Solution providers praised Trump's meeting Wednesday with tech leaders and urged the president-elect to champion policies that will help small businesses create more jobs.
"I applaud the hell out of Trump for being bold enough to say that we need to keep jobs in America and stop outsourcing jobs to other countries," said Bob Venero, CEO of Holbrook, N.Y.-based solution provider Future Tech, No. 167 on the CRN Solution Provider 500.
Some of the technology who visited Trump Tower included Microsoft CEO Satya Nadella, Cisco CEO Chuck Robbins, IBM CEO Ginni Rometty, Intel CEO Brian Kraznich, Oracle CEO Safra Catz, Alphabet CEO Larry Page, Apple CEO Tim Cook, and Facebook COO Sheryl Sandberg.

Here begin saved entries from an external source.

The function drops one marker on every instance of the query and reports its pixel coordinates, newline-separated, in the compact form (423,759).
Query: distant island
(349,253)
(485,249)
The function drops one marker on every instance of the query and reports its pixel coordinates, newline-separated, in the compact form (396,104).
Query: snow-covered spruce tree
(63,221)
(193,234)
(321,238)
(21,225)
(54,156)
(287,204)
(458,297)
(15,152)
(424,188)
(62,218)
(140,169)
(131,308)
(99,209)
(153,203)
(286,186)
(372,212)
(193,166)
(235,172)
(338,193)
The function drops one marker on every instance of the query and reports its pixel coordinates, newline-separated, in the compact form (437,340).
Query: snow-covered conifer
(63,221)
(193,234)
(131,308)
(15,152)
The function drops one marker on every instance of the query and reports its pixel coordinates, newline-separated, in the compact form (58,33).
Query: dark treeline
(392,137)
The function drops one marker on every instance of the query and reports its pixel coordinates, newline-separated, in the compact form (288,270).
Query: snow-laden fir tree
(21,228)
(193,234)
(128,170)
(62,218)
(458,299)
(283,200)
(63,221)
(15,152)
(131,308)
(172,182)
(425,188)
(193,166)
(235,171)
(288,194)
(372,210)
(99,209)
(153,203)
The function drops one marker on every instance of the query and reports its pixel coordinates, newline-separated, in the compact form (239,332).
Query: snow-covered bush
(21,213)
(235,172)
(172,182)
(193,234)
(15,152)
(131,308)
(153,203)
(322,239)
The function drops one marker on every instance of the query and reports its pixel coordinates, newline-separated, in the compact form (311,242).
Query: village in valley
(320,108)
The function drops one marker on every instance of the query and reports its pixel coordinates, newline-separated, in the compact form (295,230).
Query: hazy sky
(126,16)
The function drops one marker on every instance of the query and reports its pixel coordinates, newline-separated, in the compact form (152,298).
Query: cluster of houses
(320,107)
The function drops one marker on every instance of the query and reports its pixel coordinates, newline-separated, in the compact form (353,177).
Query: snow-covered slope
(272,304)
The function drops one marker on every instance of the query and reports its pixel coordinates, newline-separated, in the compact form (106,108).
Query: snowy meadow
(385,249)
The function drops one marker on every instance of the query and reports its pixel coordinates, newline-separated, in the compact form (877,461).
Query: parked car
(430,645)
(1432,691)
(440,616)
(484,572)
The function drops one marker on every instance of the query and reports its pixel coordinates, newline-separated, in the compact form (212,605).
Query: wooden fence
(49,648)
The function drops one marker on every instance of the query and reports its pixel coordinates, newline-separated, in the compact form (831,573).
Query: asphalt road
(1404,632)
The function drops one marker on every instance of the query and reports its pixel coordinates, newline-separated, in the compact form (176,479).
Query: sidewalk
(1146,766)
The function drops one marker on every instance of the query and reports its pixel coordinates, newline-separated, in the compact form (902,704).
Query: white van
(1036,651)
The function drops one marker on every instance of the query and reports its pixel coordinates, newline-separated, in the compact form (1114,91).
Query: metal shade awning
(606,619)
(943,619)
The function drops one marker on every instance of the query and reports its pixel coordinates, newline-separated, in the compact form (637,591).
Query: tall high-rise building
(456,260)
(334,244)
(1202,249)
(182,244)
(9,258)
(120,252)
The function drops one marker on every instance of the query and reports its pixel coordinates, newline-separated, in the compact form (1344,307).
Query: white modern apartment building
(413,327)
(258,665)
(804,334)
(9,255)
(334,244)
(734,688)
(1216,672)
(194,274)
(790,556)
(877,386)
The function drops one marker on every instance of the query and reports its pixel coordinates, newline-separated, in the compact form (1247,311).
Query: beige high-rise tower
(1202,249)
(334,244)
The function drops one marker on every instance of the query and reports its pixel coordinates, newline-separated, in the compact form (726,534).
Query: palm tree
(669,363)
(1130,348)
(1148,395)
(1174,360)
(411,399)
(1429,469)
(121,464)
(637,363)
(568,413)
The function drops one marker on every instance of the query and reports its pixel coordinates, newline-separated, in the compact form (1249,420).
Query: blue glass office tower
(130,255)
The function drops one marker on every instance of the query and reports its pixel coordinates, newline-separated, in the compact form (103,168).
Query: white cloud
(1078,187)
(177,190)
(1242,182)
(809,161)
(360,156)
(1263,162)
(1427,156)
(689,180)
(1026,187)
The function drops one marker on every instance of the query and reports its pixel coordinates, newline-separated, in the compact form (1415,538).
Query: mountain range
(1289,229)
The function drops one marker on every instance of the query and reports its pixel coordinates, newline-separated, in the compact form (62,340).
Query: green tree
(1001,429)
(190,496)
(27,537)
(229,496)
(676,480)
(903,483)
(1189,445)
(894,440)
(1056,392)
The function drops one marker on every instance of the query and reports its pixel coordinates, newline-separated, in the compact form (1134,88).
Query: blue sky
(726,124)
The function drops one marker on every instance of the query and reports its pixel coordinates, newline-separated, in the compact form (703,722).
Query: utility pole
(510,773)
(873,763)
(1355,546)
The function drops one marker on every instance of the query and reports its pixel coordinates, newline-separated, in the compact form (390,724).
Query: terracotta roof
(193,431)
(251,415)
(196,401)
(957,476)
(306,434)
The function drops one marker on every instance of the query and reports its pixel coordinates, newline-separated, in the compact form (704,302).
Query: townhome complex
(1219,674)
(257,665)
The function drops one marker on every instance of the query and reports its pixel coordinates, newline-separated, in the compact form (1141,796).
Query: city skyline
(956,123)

Silicon Valley was very chilly to Trump during the campaign, with more than 140 technology executives, entrepreneurs and venture capitalists skewering the real estate mogul and TV personality in a July open letter as a "disaster for innovation." Solution providers hope the IT industry's top vendors can turn over a new leaf.
"How do they actually get behind him as opposed to continuing the attacks on his viability as a president?" said Kevin McDonald, executive vice president and chief information security officer at Irvine, Calif.-based Alvaka Networks. "I just hope they can put their petty differences aside and get real about doing what's right for the country."
Pat Grillo, president and CEO of Branchburg, N.J.-based Atrion Communication Resources, is pleased by Trump's willingness to break bread with executives that sharply disagreed with him during the campaign cycle.
"In his real life, Trump's a little bit more open to other ideas and seeing what works and what doesn't work," Grillo said. "The more people that have his ear and can make good suggestions – especially successful businesspeople – the better off we're going to be."
McDonald agreed that the meeting is a positive first step in aligning the interests of the IT industry with the incoming administration.
"Tech executives are realists," he said. "Whether they like his personal social politics or views, the truth is that they're about stockholder value and growing their companies."
One expected area of discord is the H-1B skilled worker visa program, which Trump characterized as a "cheap labor program" in March but many industry leaders say helps address shortages of U.S. citizens and residents in specialized technical fields.